This is where Lending Club comes in.

Here is the challenge: the balance transfer money is not yours. You will need to pay it back at the end of 12 months. You can keep the interest, but the principle is owed to the credit card company. So don’t lend it all out at Lending Club and hope to get it back in time to pay off your card. Furthermore, in order to preserve your 0% introductory rate, you need to make monthly payments on the card, typically about 2% of your outstanding balance.

Here is one method to maximize interest and minimize risk based on a fairly conservative balance transfer amount of $40,000:

In the first month deposit $39,000 into a liquid savings account. Let me know if you need an ING referral, but FNBO’s rate is higher at 3.78% APR right now.

Lend $1,000 at Lending Club and collect a $50 bonus for an immediate return of 5%. Lend the $50 out too. A conservative rate of return at Lending Club is 11% APR.

In the first month, your money at FNBO will earn $122.85 and you will receive a payment of $32.57 on your Lending Club loan. You will also have to make a payment of $800 to your credit card companies.

At the end of 12 months, you will have a balance of $32,233.75. You will owe the credit card company a balance of $32,029.25. However, you will have received $410.39 in Lending Club payments for a total of $614.89 in liquid cash. You will receive another $820.80 over the next two years. Your total profit on the $40,000 balance transfer will be $1,435.70. If you were to simply leave your balance transfer money in the savings account, you will have earned only $1,360.

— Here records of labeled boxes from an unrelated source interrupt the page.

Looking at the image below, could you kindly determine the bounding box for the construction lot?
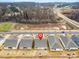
[0,33,79,59]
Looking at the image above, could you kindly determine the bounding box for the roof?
[4,39,18,48]
[61,36,78,49]
[71,36,79,47]
[34,39,47,49]
[19,39,33,48]
[48,36,63,50]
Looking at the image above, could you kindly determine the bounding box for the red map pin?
[38,33,43,40]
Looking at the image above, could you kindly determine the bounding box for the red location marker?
[38,33,43,40]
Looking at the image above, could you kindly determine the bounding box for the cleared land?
[0,22,13,32]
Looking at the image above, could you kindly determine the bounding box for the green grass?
[0,22,13,32]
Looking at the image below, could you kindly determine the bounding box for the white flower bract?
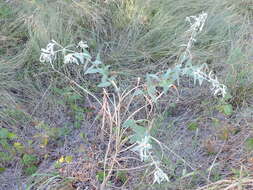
[153,167,170,184]
[40,41,56,63]
[133,136,152,161]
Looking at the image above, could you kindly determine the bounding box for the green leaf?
[22,154,37,166]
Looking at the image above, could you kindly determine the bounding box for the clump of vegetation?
[0,0,253,189]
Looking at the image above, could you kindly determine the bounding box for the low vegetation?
[0,0,253,190]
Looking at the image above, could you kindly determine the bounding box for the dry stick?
[207,142,225,180]
[100,90,121,190]
[152,137,210,182]
[51,65,102,107]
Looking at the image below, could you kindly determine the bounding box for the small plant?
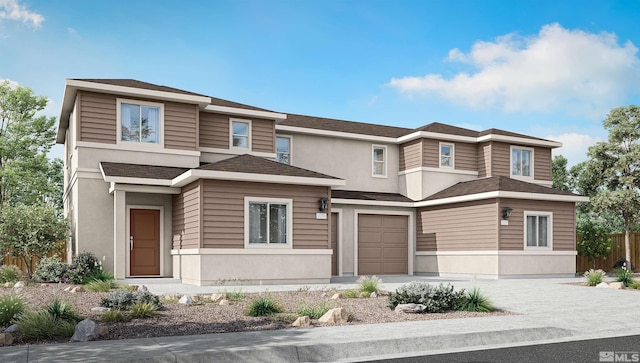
[0,265,22,284]
[0,294,25,326]
[245,294,284,316]
[458,287,496,313]
[296,304,331,319]
[129,301,158,319]
[584,269,605,286]
[357,276,382,295]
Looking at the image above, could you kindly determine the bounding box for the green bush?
[245,295,284,316]
[389,281,464,313]
[584,269,605,286]
[100,289,162,310]
[0,294,25,326]
[0,265,23,284]
[33,256,69,282]
[458,287,496,313]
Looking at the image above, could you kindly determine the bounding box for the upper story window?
[524,211,553,248]
[117,99,164,145]
[372,145,387,177]
[511,146,533,178]
[231,119,251,149]
[440,142,455,168]
[276,136,291,164]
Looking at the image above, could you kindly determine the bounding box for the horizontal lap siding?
[173,182,200,249]
[76,91,116,144]
[164,102,198,150]
[500,199,576,251]
[203,180,331,249]
[416,199,498,251]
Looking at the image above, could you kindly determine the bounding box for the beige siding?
[77,91,116,144]
[400,139,422,170]
[203,180,331,249]
[164,102,198,150]
[172,182,201,249]
[499,199,576,251]
[251,119,276,153]
[416,199,498,251]
[533,147,551,180]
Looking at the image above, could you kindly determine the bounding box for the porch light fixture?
[318,197,329,212]
[502,207,513,220]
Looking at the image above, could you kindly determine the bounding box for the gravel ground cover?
[0,284,512,345]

If you want to really increase your rate of return, continue to re-lend your money at Lending Club as your payments come in.

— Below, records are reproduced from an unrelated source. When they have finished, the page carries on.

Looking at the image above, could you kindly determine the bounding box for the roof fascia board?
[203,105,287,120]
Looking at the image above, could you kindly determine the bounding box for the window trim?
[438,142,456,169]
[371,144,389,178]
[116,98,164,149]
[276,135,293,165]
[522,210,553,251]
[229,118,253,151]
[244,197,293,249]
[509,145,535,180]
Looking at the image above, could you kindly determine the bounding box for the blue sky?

  1. 7 Responses to “Hedging with Lending Club I”

  2. By lulugal11 on Feb 14, 2008 | Reply

    This is assuming your borrowers on lending club pay back and pay on time. While lending club does have a very low rate of low payments and non payments you still need to make your readers aware of the possibility of a loan defaulting.

  3. By rocketc on Feb 14, 2008 | Reply

    Thank you for pointing this out – You are correct. I am forwarding an idea, proceed at your own risk. :) I did not choose this particular strategy. The strategy that I am using will be shared next week.

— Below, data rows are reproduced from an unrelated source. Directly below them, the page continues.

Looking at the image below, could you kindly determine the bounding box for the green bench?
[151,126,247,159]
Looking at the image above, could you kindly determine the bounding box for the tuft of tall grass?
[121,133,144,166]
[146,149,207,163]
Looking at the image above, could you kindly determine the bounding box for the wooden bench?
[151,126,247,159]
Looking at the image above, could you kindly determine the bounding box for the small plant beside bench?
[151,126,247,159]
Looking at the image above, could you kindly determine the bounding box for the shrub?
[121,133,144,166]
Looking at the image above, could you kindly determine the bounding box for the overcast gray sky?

  4. By Odnal on Feb 15, 2008 | Reply

    Are you serious that a credit card company will give you a $40k balance transfer? That seems like an absurd amount. I was thinking that the limit tended to be in the $5-10k range.

  5. By rocketc on Feb 16, 2008 | Reply

    $40K is usually the result of several cards. My total bt amount is close to 70K. I know of several people who have succeeded in getting well over $100K. I is a science. :)

  6. By Tom on Feb 17, 2008 | Reply

    You may want to look at Matt’s article about borrowing to lend on Prosper.

    http://prosperlending.blogspot.com/2007/07/borrowing-money-to-lend-on-prosper-wise.html

    The situation you propose is a little bit different but many of the same things apply. There is money to be made but the risks, I think, are pretty high for the limited return.

  7. By rocketc on Feb 17, 2008 | Reply

    True. . . your mileage may vary and there are risks.